Greece rules out debt restructuring
Greek Finance Minister George Papaconstantinou on Thursday ruled out a restructuring of Greece's huge national debt, warning that such a move would be "catastrophic."
The restructuring scenario has nearly shut Greece out of private equity markets and has weighed on finances of other countries along the rim of the 16-nation eurozone.
"It would be catastrophic for the Greek citizens, for the Greek economy, for the Greek banking sector and it would create contagion effects for the rest of the eurozone," Papaconstantinou asserted during a visit here.
"We have an issue of credibility and confidence that we have to bridge."
Papaconstantinou, who earlier Thursday was in Paris, is trying to convince investors to buy long-term Greek bonds as Athens struggles to rebuild its battered economy, narrow the public deficit and pay off 300 billion euros' worth of debt.
His aides told AFP in Paris: "The climate is much much much better than some months ago."
But despite approving painful austerity measures, the country is not out of the woods and political leaders are being careful not to let markets assume the worst, lest the eurozone face another existential crisis.
The finance minister even forecast that investors now waiting to see if the government "can stay the course" will want to get a jump on others when they realize there are handsome profits to be made in Greek debt.
"There is a moment, that moment is not very far when you will see a rapid move" to a widespread understanding that "buying Greek government bonds is actually a bargain and a good investment," he said.
In response to a question on Greek bank dependency on funds provided by the European Central Bank, he said: "It is true that there is dependence on the ECB. It is also true that this dependence will be there, and the interbank markets will stay closed until confidence returns.
"For confidence to return the deficit has got to go down," he acknowledged in reference to the goverment's public shortfall.
Greece must reduce a public deficit that surpassed 14 percent of gross domestic product (GDP) last year to 8.1 percent in 2010.
Initial measures appear to be bearing fruit however and the IMF forecasts a deficit of 7.9 percent this year, a level nonetheless still far above the European Union ceiling of 3.0 percent.

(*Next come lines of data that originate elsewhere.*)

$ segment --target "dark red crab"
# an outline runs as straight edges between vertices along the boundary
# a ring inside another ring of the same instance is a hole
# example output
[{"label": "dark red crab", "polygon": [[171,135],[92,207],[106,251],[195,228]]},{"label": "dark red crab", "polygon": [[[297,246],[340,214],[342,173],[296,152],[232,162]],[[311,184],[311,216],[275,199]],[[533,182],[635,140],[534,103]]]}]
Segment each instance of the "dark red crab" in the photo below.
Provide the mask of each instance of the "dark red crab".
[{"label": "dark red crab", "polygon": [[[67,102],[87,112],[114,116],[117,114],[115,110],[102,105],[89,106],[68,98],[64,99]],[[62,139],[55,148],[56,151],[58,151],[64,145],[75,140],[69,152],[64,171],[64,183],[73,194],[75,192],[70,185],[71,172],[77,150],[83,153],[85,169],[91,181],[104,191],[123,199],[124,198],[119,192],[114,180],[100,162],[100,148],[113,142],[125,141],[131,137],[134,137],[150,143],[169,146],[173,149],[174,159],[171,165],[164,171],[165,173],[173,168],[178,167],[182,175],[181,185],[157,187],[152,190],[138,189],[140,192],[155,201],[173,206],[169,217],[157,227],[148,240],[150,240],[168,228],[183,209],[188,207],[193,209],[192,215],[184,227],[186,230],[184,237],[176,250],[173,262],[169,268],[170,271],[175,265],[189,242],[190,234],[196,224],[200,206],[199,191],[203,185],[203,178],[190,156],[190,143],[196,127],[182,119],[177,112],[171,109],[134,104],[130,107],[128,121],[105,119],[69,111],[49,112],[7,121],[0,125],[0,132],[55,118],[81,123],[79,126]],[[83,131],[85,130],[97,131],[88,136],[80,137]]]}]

The government last week the country's public deficit had been reduced by 32.2 percent in the first eight months of the year and asserted that it was on course to narrow the shortfall by nearly 40 percent for all of 2010.
The Greek economy has taken a body blow from government austerity measures meanwhile, and the economy is predicted to remain in recession until 2012.
Papaconstantinou declined to give a detailed forecast for 2012, but did say: "I continue to believe that we're going to end up the year with a growth rate that is slightly better than minus four (percent), but that remains to be seen."
He said a country's debt profile was "very sensitive to how well you do on growth," and added: "Greece has a history of high growth rates.
"We have been growing much faster then the EU average for a number of years."
The financing situation in Greece is mirrored to a certain extent in other countries on the eurozone's periphery.
Although Italy and Spain have been able to raise funds at reasonable prices in recent bond auctions, Ireland and Portugal have seen the cost of borrowing rise sharply with respect to benchmark German bonds.
Papaconstantinou was accompanied by officials from the European Union and International Monetary Fund, two bodies that rescued Athens from default in May with a 110-billion-euro (140-billion-dollar) three-year rescue package.
Greece foresees a return to bond markets for funding with longer-term debt next year.
And Deutsche Bank economist Gilles Moec told AFP that politically unpopular decisions appear to be gaining acceptance among the volatile Greek population.
"The kind of blood, sweat and tears approach seems to be working," Moec said.